06 Apr, 2016
Pension reform will benefit women and self-employed
George Osborne, Chancellor of the Exchequer, said the government’s reforms to make state pensions simpler will benefit women and the self-employed mainly because it will give them greater security to plan their retirements, although some experts think it will be less generous to retirees in the longer term.
The adjustment to a flat-rate pension from the previous two-tier system, which is effective on Wednesday, will issue pensioners with £155.65 a week when they reach retirement age following 35 years of contributions.
Osborne said in a statement, “The new system means that at last, people will have certainty in what they can expect from the state in old age. These changes will benefit women in particular, with 3 million significantly better off by 2030”.

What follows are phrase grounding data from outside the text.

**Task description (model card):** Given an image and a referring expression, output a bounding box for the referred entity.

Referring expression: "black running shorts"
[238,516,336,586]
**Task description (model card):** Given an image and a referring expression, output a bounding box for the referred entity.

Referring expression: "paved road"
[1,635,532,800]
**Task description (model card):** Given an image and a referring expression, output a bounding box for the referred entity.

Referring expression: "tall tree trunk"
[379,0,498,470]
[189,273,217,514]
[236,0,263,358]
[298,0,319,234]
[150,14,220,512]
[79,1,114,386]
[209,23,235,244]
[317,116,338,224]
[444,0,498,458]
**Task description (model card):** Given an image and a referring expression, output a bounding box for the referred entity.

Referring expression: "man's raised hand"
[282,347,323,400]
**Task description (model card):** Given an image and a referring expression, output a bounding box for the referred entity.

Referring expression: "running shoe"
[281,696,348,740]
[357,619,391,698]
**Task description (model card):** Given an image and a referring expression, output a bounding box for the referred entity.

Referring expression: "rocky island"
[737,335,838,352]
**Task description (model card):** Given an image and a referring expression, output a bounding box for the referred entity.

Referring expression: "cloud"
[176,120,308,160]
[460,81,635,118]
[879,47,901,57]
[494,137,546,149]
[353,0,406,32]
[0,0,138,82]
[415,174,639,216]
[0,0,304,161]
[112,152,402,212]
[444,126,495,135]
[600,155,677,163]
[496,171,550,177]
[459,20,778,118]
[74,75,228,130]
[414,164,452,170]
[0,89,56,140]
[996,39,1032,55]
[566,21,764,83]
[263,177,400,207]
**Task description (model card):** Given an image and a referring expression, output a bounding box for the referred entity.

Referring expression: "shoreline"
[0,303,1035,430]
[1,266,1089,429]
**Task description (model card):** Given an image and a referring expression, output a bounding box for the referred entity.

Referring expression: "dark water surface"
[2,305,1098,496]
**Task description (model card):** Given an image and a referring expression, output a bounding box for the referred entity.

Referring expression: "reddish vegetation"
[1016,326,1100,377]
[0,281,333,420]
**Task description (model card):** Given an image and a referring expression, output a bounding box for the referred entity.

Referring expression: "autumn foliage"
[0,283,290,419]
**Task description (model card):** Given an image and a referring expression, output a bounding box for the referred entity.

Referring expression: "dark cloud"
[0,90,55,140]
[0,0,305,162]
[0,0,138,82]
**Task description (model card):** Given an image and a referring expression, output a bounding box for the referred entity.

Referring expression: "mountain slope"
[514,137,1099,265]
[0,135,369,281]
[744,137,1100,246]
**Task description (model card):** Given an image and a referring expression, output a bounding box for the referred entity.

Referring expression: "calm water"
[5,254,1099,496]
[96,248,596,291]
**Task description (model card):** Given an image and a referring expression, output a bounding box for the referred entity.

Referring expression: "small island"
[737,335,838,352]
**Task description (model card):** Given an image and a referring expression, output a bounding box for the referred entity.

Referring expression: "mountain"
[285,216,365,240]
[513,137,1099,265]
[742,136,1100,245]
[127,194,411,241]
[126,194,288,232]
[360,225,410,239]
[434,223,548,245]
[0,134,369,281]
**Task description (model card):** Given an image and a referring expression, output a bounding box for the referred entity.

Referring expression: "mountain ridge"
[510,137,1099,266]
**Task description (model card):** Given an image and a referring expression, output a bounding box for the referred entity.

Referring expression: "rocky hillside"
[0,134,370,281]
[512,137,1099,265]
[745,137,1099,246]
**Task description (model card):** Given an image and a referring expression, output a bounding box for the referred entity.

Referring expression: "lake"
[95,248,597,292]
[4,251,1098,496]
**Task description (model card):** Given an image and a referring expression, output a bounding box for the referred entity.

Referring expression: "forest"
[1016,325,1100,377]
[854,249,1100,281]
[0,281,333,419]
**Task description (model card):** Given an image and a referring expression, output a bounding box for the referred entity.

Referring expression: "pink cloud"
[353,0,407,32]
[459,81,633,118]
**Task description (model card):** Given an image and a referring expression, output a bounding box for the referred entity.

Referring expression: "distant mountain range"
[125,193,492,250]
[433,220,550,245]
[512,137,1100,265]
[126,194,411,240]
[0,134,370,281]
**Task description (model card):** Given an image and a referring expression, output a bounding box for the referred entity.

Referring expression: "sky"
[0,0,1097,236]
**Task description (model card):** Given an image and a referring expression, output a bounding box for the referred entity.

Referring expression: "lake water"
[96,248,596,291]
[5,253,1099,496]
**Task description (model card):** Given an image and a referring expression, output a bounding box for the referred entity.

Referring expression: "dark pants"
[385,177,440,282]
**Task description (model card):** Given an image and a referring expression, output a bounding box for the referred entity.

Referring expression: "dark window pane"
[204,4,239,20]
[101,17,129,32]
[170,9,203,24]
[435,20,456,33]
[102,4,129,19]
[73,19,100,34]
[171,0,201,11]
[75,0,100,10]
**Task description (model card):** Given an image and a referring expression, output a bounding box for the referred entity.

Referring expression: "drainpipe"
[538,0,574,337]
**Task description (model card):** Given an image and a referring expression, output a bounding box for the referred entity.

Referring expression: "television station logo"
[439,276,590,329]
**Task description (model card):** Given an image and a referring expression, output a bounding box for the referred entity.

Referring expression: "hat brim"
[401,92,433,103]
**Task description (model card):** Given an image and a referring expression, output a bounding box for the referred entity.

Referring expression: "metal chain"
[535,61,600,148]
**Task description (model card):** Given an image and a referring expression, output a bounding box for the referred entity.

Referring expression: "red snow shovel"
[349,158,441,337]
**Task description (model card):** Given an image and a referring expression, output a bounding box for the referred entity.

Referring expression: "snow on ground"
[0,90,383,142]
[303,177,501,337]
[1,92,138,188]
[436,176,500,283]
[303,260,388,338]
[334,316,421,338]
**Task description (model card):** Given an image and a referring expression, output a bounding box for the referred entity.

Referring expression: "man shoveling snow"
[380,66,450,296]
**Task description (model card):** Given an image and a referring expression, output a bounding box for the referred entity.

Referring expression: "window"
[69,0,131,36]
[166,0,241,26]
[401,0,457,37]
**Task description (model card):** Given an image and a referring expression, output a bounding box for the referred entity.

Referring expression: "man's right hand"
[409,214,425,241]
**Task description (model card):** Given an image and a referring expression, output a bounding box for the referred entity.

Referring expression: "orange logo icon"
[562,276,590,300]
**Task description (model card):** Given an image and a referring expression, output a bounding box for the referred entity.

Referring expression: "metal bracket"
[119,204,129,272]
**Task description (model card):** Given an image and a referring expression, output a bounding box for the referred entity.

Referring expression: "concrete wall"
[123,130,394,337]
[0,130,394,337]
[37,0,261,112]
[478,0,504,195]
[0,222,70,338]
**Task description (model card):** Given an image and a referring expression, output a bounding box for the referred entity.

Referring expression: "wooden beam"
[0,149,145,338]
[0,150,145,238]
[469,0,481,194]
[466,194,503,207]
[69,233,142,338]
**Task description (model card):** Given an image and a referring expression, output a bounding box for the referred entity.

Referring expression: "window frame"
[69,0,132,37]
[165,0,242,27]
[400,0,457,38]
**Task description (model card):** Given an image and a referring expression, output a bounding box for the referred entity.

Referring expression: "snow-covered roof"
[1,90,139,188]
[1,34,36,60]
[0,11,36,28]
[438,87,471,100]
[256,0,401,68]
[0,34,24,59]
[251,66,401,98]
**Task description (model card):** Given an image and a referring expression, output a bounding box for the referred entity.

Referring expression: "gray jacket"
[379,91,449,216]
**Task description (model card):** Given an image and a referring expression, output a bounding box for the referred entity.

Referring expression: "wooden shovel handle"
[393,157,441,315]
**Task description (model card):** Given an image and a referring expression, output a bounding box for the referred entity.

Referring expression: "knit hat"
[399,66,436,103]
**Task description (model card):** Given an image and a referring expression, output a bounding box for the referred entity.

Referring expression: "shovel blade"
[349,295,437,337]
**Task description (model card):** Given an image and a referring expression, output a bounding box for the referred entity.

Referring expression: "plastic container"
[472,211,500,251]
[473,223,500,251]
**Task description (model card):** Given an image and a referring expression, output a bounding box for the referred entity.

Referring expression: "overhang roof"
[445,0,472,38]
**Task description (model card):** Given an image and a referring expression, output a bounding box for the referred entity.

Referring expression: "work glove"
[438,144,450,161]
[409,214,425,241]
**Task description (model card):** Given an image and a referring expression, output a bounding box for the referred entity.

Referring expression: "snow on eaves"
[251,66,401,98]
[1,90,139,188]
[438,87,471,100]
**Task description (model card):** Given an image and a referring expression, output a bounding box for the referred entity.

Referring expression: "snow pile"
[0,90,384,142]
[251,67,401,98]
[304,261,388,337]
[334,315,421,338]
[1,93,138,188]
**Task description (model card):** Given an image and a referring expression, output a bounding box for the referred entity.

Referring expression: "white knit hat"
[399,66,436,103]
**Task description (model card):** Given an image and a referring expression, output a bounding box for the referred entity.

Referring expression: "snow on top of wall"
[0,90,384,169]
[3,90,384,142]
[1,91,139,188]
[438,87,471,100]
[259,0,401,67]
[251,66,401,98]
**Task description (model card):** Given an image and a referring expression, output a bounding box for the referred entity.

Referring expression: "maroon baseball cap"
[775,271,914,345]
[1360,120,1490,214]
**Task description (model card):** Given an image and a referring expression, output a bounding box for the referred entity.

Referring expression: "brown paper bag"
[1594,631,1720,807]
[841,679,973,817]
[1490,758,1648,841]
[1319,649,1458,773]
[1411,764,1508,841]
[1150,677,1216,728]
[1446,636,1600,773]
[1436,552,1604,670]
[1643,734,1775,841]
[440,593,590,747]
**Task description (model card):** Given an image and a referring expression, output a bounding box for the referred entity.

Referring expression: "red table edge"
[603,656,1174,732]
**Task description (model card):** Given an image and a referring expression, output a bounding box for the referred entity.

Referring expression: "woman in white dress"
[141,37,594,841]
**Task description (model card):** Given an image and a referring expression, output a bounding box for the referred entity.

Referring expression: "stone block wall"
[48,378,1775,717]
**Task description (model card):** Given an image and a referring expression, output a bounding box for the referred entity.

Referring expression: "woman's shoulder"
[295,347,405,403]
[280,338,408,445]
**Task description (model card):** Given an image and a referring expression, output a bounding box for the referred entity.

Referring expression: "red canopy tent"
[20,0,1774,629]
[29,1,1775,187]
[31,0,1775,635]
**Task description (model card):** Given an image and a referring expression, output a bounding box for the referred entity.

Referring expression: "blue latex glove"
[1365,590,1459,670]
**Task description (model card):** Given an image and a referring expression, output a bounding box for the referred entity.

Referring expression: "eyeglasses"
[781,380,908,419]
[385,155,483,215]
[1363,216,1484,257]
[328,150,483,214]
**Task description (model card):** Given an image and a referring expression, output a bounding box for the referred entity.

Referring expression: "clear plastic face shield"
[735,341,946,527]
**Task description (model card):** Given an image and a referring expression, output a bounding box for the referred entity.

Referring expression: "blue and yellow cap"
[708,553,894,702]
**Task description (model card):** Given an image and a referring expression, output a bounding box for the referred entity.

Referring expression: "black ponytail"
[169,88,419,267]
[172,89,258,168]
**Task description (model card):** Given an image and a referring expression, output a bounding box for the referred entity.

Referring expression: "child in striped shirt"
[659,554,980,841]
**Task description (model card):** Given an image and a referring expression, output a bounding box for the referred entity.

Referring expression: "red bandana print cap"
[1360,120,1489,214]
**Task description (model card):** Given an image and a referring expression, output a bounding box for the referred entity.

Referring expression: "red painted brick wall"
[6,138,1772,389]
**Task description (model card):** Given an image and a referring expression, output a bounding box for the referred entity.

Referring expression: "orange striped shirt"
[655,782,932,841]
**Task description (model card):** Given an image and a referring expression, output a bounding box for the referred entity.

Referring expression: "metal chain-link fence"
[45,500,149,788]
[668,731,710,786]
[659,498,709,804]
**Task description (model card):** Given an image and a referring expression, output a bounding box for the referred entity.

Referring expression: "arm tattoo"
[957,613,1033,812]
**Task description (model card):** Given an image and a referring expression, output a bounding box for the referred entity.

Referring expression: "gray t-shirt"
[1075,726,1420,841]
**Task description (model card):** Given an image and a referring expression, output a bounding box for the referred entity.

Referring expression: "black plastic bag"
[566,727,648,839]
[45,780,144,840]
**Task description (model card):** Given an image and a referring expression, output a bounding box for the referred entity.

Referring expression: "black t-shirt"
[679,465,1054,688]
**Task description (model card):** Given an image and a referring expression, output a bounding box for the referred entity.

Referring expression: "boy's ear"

Osborne is trying to assure voters his pension reforms in the recent budget are aimed at the lower paid as well as the more affluent, after he was criticised for ditching plans to reduce tax reliefs on private retirement saving that would have hurt higher earners in his March budget.
Pollster BMG Research said Tuesday that Osborne’s approval rating had fallen following the budget, taking him considerably below the opposition Labour Party’s finance spokesman, John McDonnell.
The Institute for Fiscal Studies said that although the state-pension changes are “sensible,” 61% of pensioners in the next four years will get less than the new flat-pension rate as it is introduced. That’s because many won’t have contributed to the so-called additional state pension over the course of their working lives. Up to now, the additional pension provided extra income on top of a lower basic rate.
The IFS said in a statement, “It is also important to be clear that in the longer term, as well as achieving a genuinely simpler system, the new single-tier pension will be less generous, and therefore less costly to the taxpayer, than the system it replaces”.